Despite its lack of business license, the Respondent continued to operate its storefront, which eventually led to the City seeking a court-ordered injunction. The Court found no reason to refuse the order as it was very clear that the City was trying to enforce a valid bylaw that the Respondent continued to breach. Interestingly, the Court concluded by saying to the Respondent that “if and when the law changes” some of the Respondent’s arguments could create an appropriate defense to the City’s action.
In some senses, the Abbotsford decision represents a fairly straightforward case of a court granting an injunction that allows a municipality to compel compliance with its bylaws. This said, the Court’s comments addressing some of the Respondent’s arguments about the perceived “unfairness” of targeting marihuana retailers may serve as a red flag for municipalities seeking to more finely control marihuana storefronts in the event that these businesses are no longer prohibited by federal laws.

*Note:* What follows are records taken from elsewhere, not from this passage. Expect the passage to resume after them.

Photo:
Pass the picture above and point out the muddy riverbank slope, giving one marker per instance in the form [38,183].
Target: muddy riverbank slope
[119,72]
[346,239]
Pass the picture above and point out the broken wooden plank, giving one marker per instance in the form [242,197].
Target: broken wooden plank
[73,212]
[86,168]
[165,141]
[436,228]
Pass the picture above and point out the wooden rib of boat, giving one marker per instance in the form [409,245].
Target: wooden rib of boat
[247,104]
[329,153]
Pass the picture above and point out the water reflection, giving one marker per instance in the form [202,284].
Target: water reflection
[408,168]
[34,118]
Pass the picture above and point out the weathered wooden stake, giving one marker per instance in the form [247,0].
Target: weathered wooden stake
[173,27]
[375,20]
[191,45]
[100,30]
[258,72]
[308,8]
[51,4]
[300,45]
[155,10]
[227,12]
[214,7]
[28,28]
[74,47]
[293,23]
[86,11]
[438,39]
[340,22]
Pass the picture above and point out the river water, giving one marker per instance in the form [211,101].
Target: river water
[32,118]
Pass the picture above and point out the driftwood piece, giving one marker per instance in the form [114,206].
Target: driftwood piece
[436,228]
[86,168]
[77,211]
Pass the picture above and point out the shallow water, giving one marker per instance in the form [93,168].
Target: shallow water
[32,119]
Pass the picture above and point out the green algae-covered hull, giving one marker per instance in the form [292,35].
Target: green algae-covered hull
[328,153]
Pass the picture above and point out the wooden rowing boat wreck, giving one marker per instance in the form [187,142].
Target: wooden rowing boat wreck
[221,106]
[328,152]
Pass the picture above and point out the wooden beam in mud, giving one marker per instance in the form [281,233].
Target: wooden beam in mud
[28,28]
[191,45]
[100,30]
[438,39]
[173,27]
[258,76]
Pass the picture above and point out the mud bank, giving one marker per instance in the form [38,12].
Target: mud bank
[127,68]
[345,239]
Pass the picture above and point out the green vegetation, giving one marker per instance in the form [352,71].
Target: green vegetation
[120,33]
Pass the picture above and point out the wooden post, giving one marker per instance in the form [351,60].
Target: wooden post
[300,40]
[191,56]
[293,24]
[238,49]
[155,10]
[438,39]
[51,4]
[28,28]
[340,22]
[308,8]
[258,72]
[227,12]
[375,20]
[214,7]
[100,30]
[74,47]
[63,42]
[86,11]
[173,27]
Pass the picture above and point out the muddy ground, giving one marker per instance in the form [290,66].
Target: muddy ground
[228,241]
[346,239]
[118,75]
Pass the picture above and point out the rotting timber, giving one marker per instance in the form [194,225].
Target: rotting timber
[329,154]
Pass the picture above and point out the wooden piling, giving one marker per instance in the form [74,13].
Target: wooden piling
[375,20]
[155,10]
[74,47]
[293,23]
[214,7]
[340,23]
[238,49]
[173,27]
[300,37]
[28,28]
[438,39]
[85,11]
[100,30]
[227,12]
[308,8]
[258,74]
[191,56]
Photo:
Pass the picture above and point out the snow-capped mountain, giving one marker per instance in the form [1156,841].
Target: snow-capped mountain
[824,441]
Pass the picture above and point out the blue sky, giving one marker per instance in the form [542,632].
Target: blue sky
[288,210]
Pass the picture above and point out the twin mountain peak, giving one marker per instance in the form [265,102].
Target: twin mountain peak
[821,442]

There may soon be a time that, due to changes in the federal laws governing the sale of marihuana, municipalities will have to look for new ways to appropriately regulate marihuana retail operations. Changes to the federal legal landscape regulating the sale of marihuana could make it much more difficult for municipalities to refuse business licences for operations like “Weed, Glass, and Gifts”, and local governments should consider reviewing their land use and business licensing bylaws to ensure that, if legalized, they would be ready to proceed with bylaw amendments to determine the location and licensing regulations for marihuana retail operations. This will help ensure that they, like any other business or use, are appropriately regulated and sited. Such forward thinking will help to reduce any negative impacts that a unique new player to the retail scene could have on local governments and the people they serve.